We needed something better.

The Solution: Auth0 Token Vault

Auth0 Token Vault solves this problem elegantly. Instead of storing provider tokens yourself, you store a single Auth0 refresh token per user. At runtime, when your agent actually needs a Slack or Google token, you exchange the Auth0 refresh token for a short-lived provider access token — and throw it away when the API call is done. Nothing persists. The vault holds the provider tokens; you just borrow them.

The grant type that makes this work is:

urn:auth0:params:oauth:grant-type:token-exchange:federated-connection-access-token

Our auth0_token_vault.py module handles the exchange:

response = requests.post(
    f"https://{AUTH0_DOMAIN}/oauth/token",
    json={
        "grant_type": "urn:auth0:params:oauth:grant-type:token-exchange:federated-connection-access-token",
        "client_id": AUTH0_CLIENT_ID,
        "client_secret": AUTH0_CLIENT_SECRET,
        "subject_token": auth0_refresh_token,
        "subject_token_type": "urn:ietf:params:oauth:token-type:refresh_token",
        "connection": connection_name,  # e.g. "sign-in-with-slack", "google-oauth2"
    }
)
access_token = response.json()["access_token"]

That access_token is used immediately for the API call, then discarded.
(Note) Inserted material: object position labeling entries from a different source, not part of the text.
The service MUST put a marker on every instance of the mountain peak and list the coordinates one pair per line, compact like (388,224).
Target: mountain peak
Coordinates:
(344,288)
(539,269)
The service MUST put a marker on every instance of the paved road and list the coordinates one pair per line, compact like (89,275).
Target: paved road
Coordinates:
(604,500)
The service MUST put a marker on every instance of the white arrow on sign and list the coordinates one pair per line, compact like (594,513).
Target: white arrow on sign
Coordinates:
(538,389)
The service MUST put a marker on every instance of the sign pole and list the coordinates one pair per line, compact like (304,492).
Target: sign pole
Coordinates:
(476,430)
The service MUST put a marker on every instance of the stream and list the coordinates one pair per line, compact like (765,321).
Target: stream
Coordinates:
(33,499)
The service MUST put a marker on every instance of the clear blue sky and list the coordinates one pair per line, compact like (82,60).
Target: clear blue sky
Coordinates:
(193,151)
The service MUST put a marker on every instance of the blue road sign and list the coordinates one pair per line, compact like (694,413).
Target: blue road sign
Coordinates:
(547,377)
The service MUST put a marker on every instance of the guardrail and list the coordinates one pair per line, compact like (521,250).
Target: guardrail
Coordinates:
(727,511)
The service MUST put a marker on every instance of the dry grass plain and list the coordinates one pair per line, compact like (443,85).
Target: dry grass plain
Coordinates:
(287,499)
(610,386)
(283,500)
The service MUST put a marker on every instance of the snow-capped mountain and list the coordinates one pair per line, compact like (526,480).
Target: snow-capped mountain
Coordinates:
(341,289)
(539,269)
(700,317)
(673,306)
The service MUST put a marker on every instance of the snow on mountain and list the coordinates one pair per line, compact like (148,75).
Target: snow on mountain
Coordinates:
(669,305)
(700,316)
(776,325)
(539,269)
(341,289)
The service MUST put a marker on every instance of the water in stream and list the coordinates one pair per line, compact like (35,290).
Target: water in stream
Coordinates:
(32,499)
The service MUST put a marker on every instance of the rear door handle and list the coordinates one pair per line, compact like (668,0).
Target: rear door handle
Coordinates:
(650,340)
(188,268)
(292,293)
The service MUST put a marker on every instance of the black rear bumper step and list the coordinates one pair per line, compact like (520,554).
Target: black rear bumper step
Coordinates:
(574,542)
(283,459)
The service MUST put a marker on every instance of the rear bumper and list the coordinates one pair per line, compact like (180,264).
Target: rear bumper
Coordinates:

Connecting Accounts: Auth0 My Account API

Before the agent can exchange tokens, the user has to connect their accounts. We use Auth0's My Account API for this — specifically the connected accounts flow:

POST /v1/connected-accounts/connect — initiates the OAuth consent screen for the provider (Slack, Google, GitHub, etc.), supporting PKCE
POST /v1/connected-accounts/complete — completes the connection and populates the Token Vault

Once connected, Auth0 holds the provider's refresh token. Our system only stores the user's Auth0 refresh token in Firestore, and only reads it at agent runtime to perform the exchange.

Wiring It Into LangGraph

The trickiest part was integrating Token Vault with our LangGraph agent loop gracefully. When a workflow step requires calling Slack, our resolver.py tries the Token Vault exchange. If it fails — because the user hasn't connected the integration, or the connection expired — we can't just crash the workflow.

Instead, we use a LangGraph HITL (Human-In-The-Loop) interrupt: api_call_gate_node raises an integration_auth interrupt, which pauses the running graph and surfaces a prompt to the user to reconnect the integration via Auth0. Once they do, the workflow resumes from where it left off.

This pattern is powerful: the agent can autonomously call real APIs mid-workflow while still being able to request fresh authorization when needed — without the user having to think about OAuth at all during normal operation.

Why It Matters

Security: No long-lived provider tokens stored anywhere in our infrastructure
Simplicity: One Auth0 refresh token per user covers all integrations — Slack, Google, GitHub, Notion, Linear
Auditability: Every token exchange is a discrete, logged event
Graceful degradation: LangGraph HITL means a missing token pauses the workflow cleanly rather than crashing it

Auth0 Token Vault turned what would have been a credentials management headache into a clean, secure, and auditable integration layer — letting us focus on building the agent rather than building a secrets vault.